Bisher habt ihr nichts gebeten in meinem Namen (BWV 87)
Hatte Bach BWV 86 zum Sonntag Rogate seines ersten Leipziger Amtsjahres 1724 komponiert, so gehört "Bisher habt ihr nichts gebeten in meinem Namen" dem zweiten Kantatenjahrgang an und wurde am Sonntag Rogate, dem 6. Mai 1725 musiziert. Naturgemäß steht wieder das Thema des Betens im Mittelpunkt, es wird hier aber aus einer anderen Perspektive abgehandelt. War in BWV 86 Hoffnung und Zuversicht auf Gottes Hilfe Kernpunkt der Textaussage, so geht es hier um Unterlassung und um die damit verbundenen Schuldgefühle und Schmerzen, von denen der Christenmensch, im Gebet sich der Liebe Christi anvertrauend, erlöst zu werden hofft. Die Textdichterin ist diesmal bekannt, es ist die Leipzigerin Mariane von Ziegler (1695-1760), von der Bach insgesamt neun Kantatentexte vertont hat.

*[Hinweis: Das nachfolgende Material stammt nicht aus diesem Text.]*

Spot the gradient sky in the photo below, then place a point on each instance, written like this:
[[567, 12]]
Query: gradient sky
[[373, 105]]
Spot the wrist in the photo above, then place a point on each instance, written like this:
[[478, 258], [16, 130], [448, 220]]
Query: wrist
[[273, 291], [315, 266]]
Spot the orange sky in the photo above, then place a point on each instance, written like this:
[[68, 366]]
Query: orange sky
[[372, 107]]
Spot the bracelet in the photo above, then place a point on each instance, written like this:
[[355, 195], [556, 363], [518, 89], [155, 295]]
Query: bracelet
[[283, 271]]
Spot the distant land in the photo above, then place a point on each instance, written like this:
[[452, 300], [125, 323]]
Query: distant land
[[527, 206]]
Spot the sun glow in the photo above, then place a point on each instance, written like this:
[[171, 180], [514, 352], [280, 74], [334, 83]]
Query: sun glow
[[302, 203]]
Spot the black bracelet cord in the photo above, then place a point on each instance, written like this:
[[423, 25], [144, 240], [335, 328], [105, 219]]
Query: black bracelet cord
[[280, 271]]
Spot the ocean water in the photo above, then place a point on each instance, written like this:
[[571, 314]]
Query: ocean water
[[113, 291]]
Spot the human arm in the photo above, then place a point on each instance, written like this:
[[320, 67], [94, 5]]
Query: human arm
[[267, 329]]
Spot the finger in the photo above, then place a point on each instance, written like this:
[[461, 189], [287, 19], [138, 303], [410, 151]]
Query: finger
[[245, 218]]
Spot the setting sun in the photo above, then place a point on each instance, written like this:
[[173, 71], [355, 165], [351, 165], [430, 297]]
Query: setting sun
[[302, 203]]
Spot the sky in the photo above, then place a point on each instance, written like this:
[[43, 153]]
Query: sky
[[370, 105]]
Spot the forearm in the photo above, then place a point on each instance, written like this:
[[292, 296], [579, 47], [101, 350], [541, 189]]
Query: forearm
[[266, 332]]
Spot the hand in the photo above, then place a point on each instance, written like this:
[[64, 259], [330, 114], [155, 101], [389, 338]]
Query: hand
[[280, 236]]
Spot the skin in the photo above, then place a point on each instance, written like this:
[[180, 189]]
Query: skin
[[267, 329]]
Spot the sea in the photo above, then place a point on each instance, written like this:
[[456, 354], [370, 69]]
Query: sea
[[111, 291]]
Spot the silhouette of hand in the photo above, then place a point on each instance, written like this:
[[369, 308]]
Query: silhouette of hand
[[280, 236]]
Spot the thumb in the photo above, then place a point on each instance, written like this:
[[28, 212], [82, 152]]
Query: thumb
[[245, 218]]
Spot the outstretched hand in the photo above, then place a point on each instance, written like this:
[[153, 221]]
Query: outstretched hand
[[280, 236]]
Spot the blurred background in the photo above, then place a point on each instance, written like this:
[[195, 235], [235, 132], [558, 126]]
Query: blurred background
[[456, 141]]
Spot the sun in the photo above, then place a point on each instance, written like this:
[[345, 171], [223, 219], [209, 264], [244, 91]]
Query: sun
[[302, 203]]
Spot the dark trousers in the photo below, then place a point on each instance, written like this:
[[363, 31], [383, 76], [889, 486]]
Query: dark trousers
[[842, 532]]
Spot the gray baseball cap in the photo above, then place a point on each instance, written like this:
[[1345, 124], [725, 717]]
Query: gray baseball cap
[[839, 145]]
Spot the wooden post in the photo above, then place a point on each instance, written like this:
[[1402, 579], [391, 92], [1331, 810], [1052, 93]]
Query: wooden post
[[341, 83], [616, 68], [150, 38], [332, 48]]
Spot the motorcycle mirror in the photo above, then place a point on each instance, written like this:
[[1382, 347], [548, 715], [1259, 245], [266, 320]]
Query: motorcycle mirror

Der Evangelientext des 1. Satzes schließt direkt an denjenigen von BWV 86 an und mahnt die Jünger dazu, sich in Christi Namen betend an Gott zu wenden: "Bisher habt ihr nichts gebeten in meinem Namen. Bittet, so werdet ihr nehmen, dass eure Freude vollkommen sei" (Joh. 16, 24). Christi Feststellung, die Jünger hätten aus Vertrauensmangel noch nie in seinem, in Christi Namen Gott um Hilfe gebeten, wird von der Dichterin als schwerer   göttlicher Tadel aufgefasst, vor dem sich das christliche "Ich" zerknirscht beugt. Vergleichbar dem Eingangsarioso der Schwesterkantate aus dem 1. Kantatenjahrgang beginnt der Satz mit einem zwischen Violinen und Oboen ausgetragenen Fugenmotiv, das der die Christusworte singende Bass aufnimmt, wobei er dem Vorwurf "Bisher habt ihr nichts gebeten in meinem Namen" durch vielfache Wiederholung und eine Vielzahl melodischer Wendungen zu äußerstem Nachdruck verhilft. Im Rezitativ erfolgt dann sogleich die Anklage, die auf Übertretung von Gesetz und Evangelium lautet, worauf in der nachfolgenden Da-Capo-Arie der Alt ein groß angelegtes Flehen um Erbarmen anstimmt. Zwei Oboi da caccia sorgen mit ihrer von Seufzer-Motiven durchwebten Diktion für eine dunkle Klangfärbung, in die sich die verhalten geführte Altstimme berührend einfügt. Die nicht ohne weiteres verständliche Textzeile "Ach, rede nicht mehr sprüchwortweis" nimmt eine aus dem Rogate-Evangelium stammende Äußerung Christi seinen Jüngern gegenüber auf, nach der er bislang in Bildern gesprochen habe, jetzt aber eine Zeit komme, "dass ich nicht mehr in Bildern mit euch reden werde, sondern euch frei heraus verkündige von meinem Vater" (Joh. 16, 25). Im nachfolgenden Rezitativ bittet auch der von den Streichern festlich-sanglich begleite Tenor um Vergebung. Darauf erhebt sich nochmals die nur vom Generalbass begleitete Stimme des Christus-Basses mit dem Bibelwort Johannes 16, 33: "In der Welt habt ihr Angst, aber seid getrost, ich habe die Welt überwunden", wobei die menschliche Angst in beklemmenden Wiederholungen und exponierten Sekund-Abstiegen spürbar wird. Im wiegenden 12/8-Rhythmus und weit gespannten Orgelpunkten darf sich schließlich der Tenor, getragen von den Streichern, in der Gewissheit von Christi Hilfe "wiegen", und der Text des Schlusschorals - Vers 9 aus Heinrich Müllers Lied "Selig ist die Seele" (1659) - versichert zur Melodie von "Jesu meine Freude", dass die Liebe Christi auch bitteres Leid zur Freude macht.